Dixon Landing Road/Interstate 880, Santa Clara County

Tire-Derived Aggregate as Embankment Fill

Final TDA-filled embankment along side overpass

Final TDA-filled embankment.

Final TDA-filled embankment.

This project is located in Milpitas, California, at the intersection of Interstate 880 (I-880) and Dixon Landing Road. The site is underlain by about 30 feet of San Francisco Bay mud.

Due to the poor strength of the bay mud, lightweight fill was specified for most fill sections to reduce total settlement. The project owner is the California Department of Transportation (Caltrans). Two sources of lightweight fill were considered: tire-derived aggregate (TDA) and lightweight aggregate

TDA was chosen because it had a lower unit weight (in-place unit weight of 50 pounds per cubic foot) than the lightweight aggregate (unit weight of about 60 pounds per cubic foot) and because it was less expensive.
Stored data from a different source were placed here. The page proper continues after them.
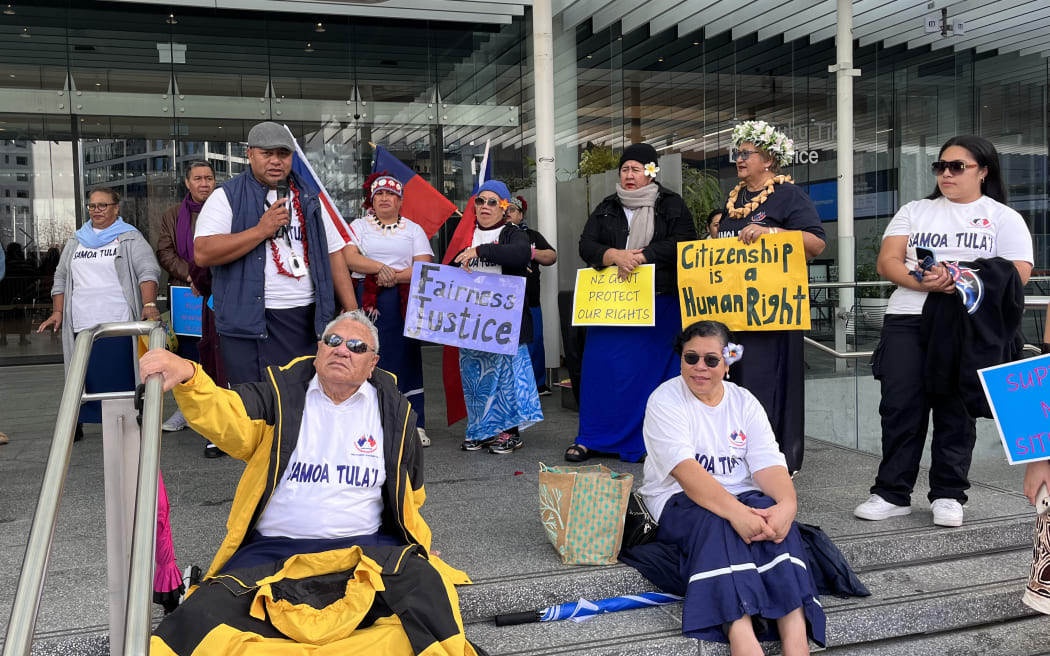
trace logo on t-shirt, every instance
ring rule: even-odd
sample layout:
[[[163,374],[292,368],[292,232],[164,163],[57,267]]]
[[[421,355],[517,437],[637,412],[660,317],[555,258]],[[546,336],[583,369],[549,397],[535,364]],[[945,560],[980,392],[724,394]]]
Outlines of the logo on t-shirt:
[[[756,212],[755,215],[751,217],[751,223],[759,223],[759,222],[765,221],[765,220],[766,220],[766,213],[765,212]]]
[[[361,437],[354,440],[354,448],[359,453],[372,453],[376,450],[379,443],[375,441],[371,435],[362,435]]]
[[[967,314],[973,314],[984,300],[984,281],[977,275],[978,270],[955,262],[944,262],[944,266],[955,279],[955,291],[962,296]]]
[[[736,429],[729,434],[729,443],[733,446],[744,446],[747,444],[747,435],[742,429]]]
[[[991,228],[992,222],[984,218],[983,216],[978,216],[970,219],[970,225],[972,225],[975,228]]]

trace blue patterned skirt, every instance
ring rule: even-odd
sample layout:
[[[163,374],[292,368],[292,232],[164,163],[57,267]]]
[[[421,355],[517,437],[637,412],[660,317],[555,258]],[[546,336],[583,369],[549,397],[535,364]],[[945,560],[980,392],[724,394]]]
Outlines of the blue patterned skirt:
[[[524,430],[543,421],[529,350],[514,355],[459,349],[468,440],[484,440],[510,428]]]

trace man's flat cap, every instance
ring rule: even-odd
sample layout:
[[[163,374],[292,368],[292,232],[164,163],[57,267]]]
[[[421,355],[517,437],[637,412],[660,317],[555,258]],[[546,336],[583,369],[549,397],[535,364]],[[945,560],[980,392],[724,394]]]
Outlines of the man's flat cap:
[[[248,132],[248,147],[266,150],[284,148],[295,152],[295,142],[291,133],[283,125],[273,121],[258,123]]]

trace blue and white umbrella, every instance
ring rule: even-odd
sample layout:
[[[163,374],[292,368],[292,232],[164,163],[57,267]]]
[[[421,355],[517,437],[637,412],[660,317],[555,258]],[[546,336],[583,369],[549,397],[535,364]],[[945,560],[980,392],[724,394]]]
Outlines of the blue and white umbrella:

TDA was supplied through an interagency agreement between the California Integrated Waste Management Board (CIWMB) (now the Department of Resources Recycling and Recovery, or CalRecycle)–and the California Department of Transportation (Caltrans). Under the agreement, CIWMB was responsible for procuring the TDA and having it delivered to the site. Some of the TDA was delivered in advance and stockpiled at a nearby landfill to facilitate delivery in this traffic-congested area. In total, 6,627 tons or 662,700 passenger tire equivalents (PTE) of TDA was used for this project.

TDA being offloaded from walking-floor trailer.
TDA being offloaded from walking-floor trailer.
TDA placement before geotextile fabric encapsulation.

Project design. TDA was placed with conventional construction equipment in two layers up to 10 feet thick. The layers were separated by 3 feet of low-permeability soil. The embankment applied a vertical stress of 2,250 pounds per square foot (psf) to the foundation soil compared to 3,750 psf for an embankment constructed with conventional earth fills. This is a 40 percent reduction in vertical stress.

Cost savings. This project used approximately 660,000 waste tires and saved Caltrans $477,000 compared to using lightweight aggregate for the project. This shows that TDA can be a cost-effective alternative to lightweight aggregate.